A panic-stricken rescue operation began on Tuesday with everyone from Mr Cameron downwards involved. Ms Sayers was summoned to CCHQ in the afternoon and asked to resign. She was let out to consult her husband, and after doing so was reluctant to quit. At this point, Mr Pickles’s team finally realised that they did not need her agreement. They could just sack her — at which point she resigned. The only success was that these details did not leak to the newspapers.

The episode, and how it has been handled, has frightened those close to Cameron. There is now considerable concern that there are other candidate disasters waiting to happen and that these could derail the opening weeks of the Tory election campaign. The failure of Pickles’s office to resolve this situation earlier and without fuss has left his future prospects looking bleak.

But perhaps most worryingly, it has revealed how Cameron’s office lacks someone who can sense political trouble coming and defuse it.
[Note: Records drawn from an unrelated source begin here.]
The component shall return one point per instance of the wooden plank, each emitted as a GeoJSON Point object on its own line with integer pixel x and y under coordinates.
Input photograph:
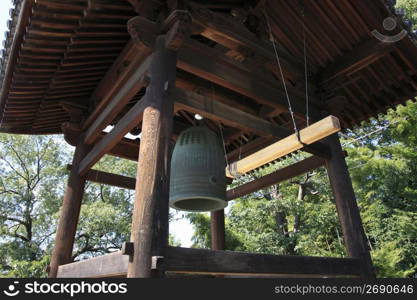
{"type": "Point", "coordinates": [125, 124]}
{"type": "Point", "coordinates": [110, 265]}
{"type": "Point", "coordinates": [202, 261]}
{"type": "Point", "coordinates": [297, 169]}
{"type": "Point", "coordinates": [149, 232]}
{"type": "Point", "coordinates": [214, 110]}
{"type": "Point", "coordinates": [227, 262]}
{"type": "Point", "coordinates": [231, 116]}
{"type": "Point", "coordinates": [347, 208]}
{"type": "Point", "coordinates": [219, 69]}
{"type": "Point", "coordinates": [126, 92]}
{"type": "Point", "coordinates": [359, 58]}
{"type": "Point", "coordinates": [21, 26]}
{"type": "Point", "coordinates": [308, 135]}
{"type": "Point", "coordinates": [235, 36]}
{"type": "Point", "coordinates": [69, 214]}
{"type": "Point", "coordinates": [109, 179]}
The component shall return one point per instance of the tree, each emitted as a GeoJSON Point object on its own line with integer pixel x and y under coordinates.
{"type": "Point", "coordinates": [30, 184]}
{"type": "Point", "coordinates": [298, 217]}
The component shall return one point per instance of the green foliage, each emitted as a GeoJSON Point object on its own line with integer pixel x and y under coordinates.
{"type": "Point", "coordinates": [383, 166]}
{"type": "Point", "coordinates": [410, 8]}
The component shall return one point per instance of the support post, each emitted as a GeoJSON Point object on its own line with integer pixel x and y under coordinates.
{"type": "Point", "coordinates": [150, 214]}
{"type": "Point", "coordinates": [217, 230]}
{"type": "Point", "coordinates": [347, 209]}
{"type": "Point", "coordinates": [70, 211]}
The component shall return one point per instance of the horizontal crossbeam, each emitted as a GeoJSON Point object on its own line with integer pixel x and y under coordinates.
{"type": "Point", "coordinates": [297, 169]}
{"type": "Point", "coordinates": [109, 179]}
{"type": "Point", "coordinates": [202, 261]}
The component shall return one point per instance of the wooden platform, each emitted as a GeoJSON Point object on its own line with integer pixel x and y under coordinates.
{"type": "Point", "coordinates": [209, 262]}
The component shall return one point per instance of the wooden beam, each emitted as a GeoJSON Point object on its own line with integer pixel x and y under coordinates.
{"type": "Point", "coordinates": [235, 36]}
{"type": "Point", "coordinates": [21, 27]}
{"type": "Point", "coordinates": [126, 77]}
{"type": "Point", "coordinates": [201, 261]}
{"type": "Point", "coordinates": [294, 170]}
{"type": "Point", "coordinates": [150, 213]}
{"type": "Point", "coordinates": [125, 124]}
{"type": "Point", "coordinates": [308, 135]}
{"type": "Point", "coordinates": [126, 149]}
{"type": "Point", "coordinates": [359, 58]}
{"type": "Point", "coordinates": [218, 236]}
{"type": "Point", "coordinates": [208, 64]}
{"type": "Point", "coordinates": [109, 265]}
{"type": "Point", "coordinates": [234, 117]}
{"type": "Point", "coordinates": [127, 90]}
{"type": "Point", "coordinates": [214, 110]}
{"type": "Point", "coordinates": [109, 179]}
{"type": "Point", "coordinates": [183, 260]}
{"type": "Point", "coordinates": [347, 208]}
{"type": "Point", "coordinates": [69, 214]}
If this post is not filled before the phony war turns into the real war of the election campaign, even more trouble could lie in store. If the Cameroons can’t protect themselves from trouble springing from the Westminster North Conservative Association, it bodes ill for their chances against Labour’s attack machine. To see the Cameron operation encountering this much resentment a mile away from its base raises questions about how it is received in further, foggier reaches of the country.

More worryingly still, Cash’s experience proves that the Tory wars are far from over. The internal battles and factional fighting may now be about personality not policy, but they are all the more vicious for it.